"crash" module is always on but not properly configured

Bug #2000630 reported by Nobuto Murata
6
This bug affects 1 person
Affects Status Importance Assigned to Milestone
Ceph Monitor Charm
Fix Released
Undecided
Samuel Allan
Quincy.2
Fix Released
Undecided
Unassigned
Ceph OSD Charm
Fix Released
Undecided
Samuel Allan
Quincy.2
Fix Released
Undecided
Unassigned
ceph (Ubuntu)
New
Undecided
Unassigned

Bug Description

cloud:focal-yoga (quincy)

$ juju ssh ceph-mon/leader -- sudo ceph version
ceph version 17.2.0 (43e2e60a7559d3f46c9d53f1ca875fd499a1e35e) quincy (stable)

How to reproduce:

1. make sure "crash" module is on (it's a part of "always on" modules)

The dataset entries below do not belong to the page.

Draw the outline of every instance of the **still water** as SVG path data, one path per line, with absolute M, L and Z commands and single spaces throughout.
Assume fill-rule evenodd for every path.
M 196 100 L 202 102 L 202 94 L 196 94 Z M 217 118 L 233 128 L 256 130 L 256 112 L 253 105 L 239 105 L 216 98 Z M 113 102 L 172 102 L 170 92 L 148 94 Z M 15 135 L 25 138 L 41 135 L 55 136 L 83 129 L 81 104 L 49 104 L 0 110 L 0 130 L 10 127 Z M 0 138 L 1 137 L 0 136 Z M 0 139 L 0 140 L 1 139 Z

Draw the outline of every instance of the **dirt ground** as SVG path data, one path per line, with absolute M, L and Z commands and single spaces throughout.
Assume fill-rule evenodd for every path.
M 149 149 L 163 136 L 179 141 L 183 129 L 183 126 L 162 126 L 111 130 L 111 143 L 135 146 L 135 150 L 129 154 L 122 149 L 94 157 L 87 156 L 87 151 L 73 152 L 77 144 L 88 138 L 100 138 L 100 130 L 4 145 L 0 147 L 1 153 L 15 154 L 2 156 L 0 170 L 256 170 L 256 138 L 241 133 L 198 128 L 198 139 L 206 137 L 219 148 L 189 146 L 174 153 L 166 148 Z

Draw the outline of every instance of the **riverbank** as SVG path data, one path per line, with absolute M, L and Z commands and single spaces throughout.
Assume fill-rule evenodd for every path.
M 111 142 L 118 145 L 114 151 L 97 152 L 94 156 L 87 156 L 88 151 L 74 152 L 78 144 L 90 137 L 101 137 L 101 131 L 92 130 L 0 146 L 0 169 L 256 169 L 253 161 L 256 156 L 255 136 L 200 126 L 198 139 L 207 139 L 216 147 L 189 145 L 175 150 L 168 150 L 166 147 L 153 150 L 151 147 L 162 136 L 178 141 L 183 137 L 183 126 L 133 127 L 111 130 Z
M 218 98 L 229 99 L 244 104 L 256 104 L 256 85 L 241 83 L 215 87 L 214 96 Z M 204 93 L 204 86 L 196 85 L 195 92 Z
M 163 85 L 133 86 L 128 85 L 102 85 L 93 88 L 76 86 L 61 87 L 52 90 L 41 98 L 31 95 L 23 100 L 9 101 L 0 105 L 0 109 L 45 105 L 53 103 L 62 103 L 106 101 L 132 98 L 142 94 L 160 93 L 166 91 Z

    https://docs.ceph.com/en/quincy/mgr/crash/

    $ juju ssh ceph-mon/leader -- sudo ceph mgr module ls | grep crash
    crash on (always on)

2. intentionally crash ceph-osd process (in this example I used SIGSEGV)

    $ juju ssh ceph-osd/leader -- sudo pkill --signal SIGSEGV ceph-osd

3. make sure a normal crash file is generated for apport *and* a set of files for ceph crash module.

    # ll -h /var/crash/
    total 121M
    drwxrwxrwt 2 root root 4.0K Dec 28 10:42 ./
    drwxr-xr-x 13 root root 4.0K Dec 12 21:41 ../
    -rw-r----- 1 ceph ceph 121M Dec 28 10:42 _usr_bin_ceph-osd.64045.crash

    # ll -h /var/lib/ceph/crash/*
    '/var/lib/ceph/crash/2022-12-28T10:42:04.661282Z_51be6c87-4a42-4fbb-afe5-264d94cd6c79':
    total 1.6M
    drwx------ 2 ceph ceph 4.0K Dec 28 10:42 ./
    drwxr-xr-x 4 ceph ceph 4.0K Dec 28 10:42 ../
    -r--r--r-- 1 ceph ceph 0 Dec 28 10:42 done
    -rw-r--r-- 1 ceph ceph 1.6M Dec 28 10:42 log
    -rw------- 1 ceph ceph 926 Dec 28 10:42 meta

    /var/lib/ceph/crash/posted:
    total 8.0K
    drwxr-xr-x 2 root root 4.0K Sep 13 17:47 ./
    drwxr-xr-x 4 ceph ceph 4.0K Dec 28 10:42 ../

4. check syslog for post failures to MON units.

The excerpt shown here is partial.